Finally. It has happened to Xcode: Apple IDE gets hooked up to new CI/CD service

Finally. It has happened to Xcode: Apple IDE gets hooked up to new CI/CD service

Apple’s WWDC has come and gone, giving devs a new Xcode to plunge into and finally providing them with an integrated way to leap into a golden future of continuous delivery and parallel programming.

The company used the developer conference to push out a beta of its integrated development environment Xcode 13. The most interesting enhancement? Continuous integration and delivery service Xcode Cloud. 

According to Apple’s VP of Worldwide Developer Relations Susan Prescott, the still in-limited-beta service can be used to automatically build an app whenever a change is committed to its code.

 “Because it’s built in the cloud, your Mac is free for other tests. And for teams, everyone can see if the change introduces errors so everyone can find and fix issues faster.” Tests are run in parallel where possible to save time with results displayed directly in Xcode “so you can easily see what worked and fix what didn’t.”

Xcode Cloud also integrates with beta testing tool TestFlight, meaning that an app can be automatically released to internal and external testers once it passes all its tests. To be able to serve all Apple platforms, the company introduced TestFlight for Mac.

Since not everyone will like the idea of sharing their code with Apple, Prescott made sure to point out that “your source code is only used in a temporary build environment and the only things Xcode Cloud stores are the products of the build”.

Besides these additions Xcode includes reworked navigator icons, and an option to run tests until they either fail, pass, or have run a predefined number of times for data collection. It is also supposed to be faster with highlighting syntax and offering code completion when programming Swift apps. 

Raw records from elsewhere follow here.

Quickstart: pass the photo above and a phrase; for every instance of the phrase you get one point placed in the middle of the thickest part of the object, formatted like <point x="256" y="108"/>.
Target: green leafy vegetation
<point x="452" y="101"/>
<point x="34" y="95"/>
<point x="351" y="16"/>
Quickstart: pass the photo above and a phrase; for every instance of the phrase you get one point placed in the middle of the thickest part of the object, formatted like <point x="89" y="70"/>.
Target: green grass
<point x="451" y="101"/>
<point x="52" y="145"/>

Speaking of Swift, version 5.5 is also part of the Xcode release and adds support for package collections and concurrency. The latter is amongst the most requested features for the programming language and is hoped to help developers take better advantage of multi-core processors. 

Parallel running code often isn’t the easiest to write, so Ted Kremenek, directorof Languages and Runtimes at Apple, took to the WWDC stage to convince devs that this won’t be the case with Swift. “We will structure concurrency deep into the Swift language and use the common async/await pattern, combined with a technology called actors. This means you can write code as a simple sequence of steps, with actors safely isolating parallel tasks from one another.”

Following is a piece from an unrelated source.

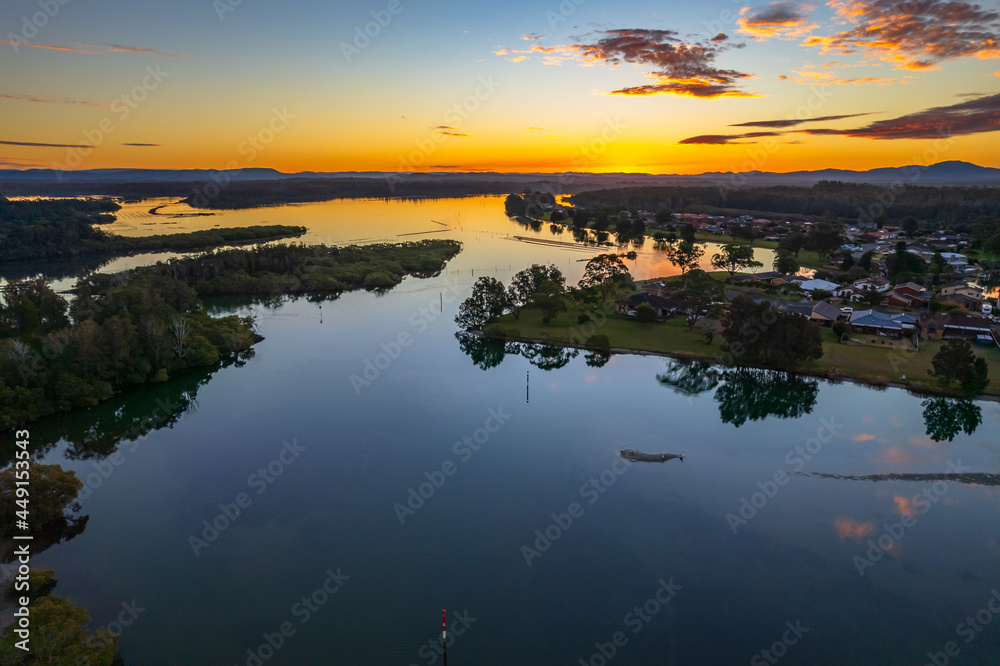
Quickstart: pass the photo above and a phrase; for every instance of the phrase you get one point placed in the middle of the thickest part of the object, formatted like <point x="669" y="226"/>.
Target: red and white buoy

In Swift, an actor is described as a reference type that protects access to its mutable state and can have initializers, methods, properties, and subscripts, much like other types. The isolation Kremenek mentions is enforced statically by the Swift compiler “through a set of limitations on the way in which actors and their instance members can be used”. 

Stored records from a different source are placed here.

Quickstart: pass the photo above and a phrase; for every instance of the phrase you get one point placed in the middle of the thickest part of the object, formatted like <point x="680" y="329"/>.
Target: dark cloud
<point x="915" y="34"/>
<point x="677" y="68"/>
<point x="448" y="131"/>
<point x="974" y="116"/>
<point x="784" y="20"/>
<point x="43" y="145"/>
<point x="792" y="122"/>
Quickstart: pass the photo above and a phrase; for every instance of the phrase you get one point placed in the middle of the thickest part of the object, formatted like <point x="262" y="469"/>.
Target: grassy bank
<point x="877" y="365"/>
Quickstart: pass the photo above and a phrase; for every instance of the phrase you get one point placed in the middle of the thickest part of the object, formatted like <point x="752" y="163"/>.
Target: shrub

Combined with the async/await approach chosen to implement concurrency, this should make for comparatively easy to read and write parallel programs. Developers interested in giving it a go and providing feedback before the beta phase is over, need to set the -Xfrontend -enable-experimental-concurrency flag.

But since the best app isn’t worth a thing when it can’t be found in the app store, devs can now provide different product pages geared towards different user groups and do A/B testing on app icons, screenshots, and app previews to optimise default pages. In-app purchase helper StoreKit 2 meanwhile “features new APIs for handling product entitlements and subscriber status, and testing support in both Xcode and the Apple sandbox environment”.

More niche updates include an easier way to capture 3D objects for augmented reality content in RealityKit as well as a variety of APIs and tools to create games with a higher visual impact.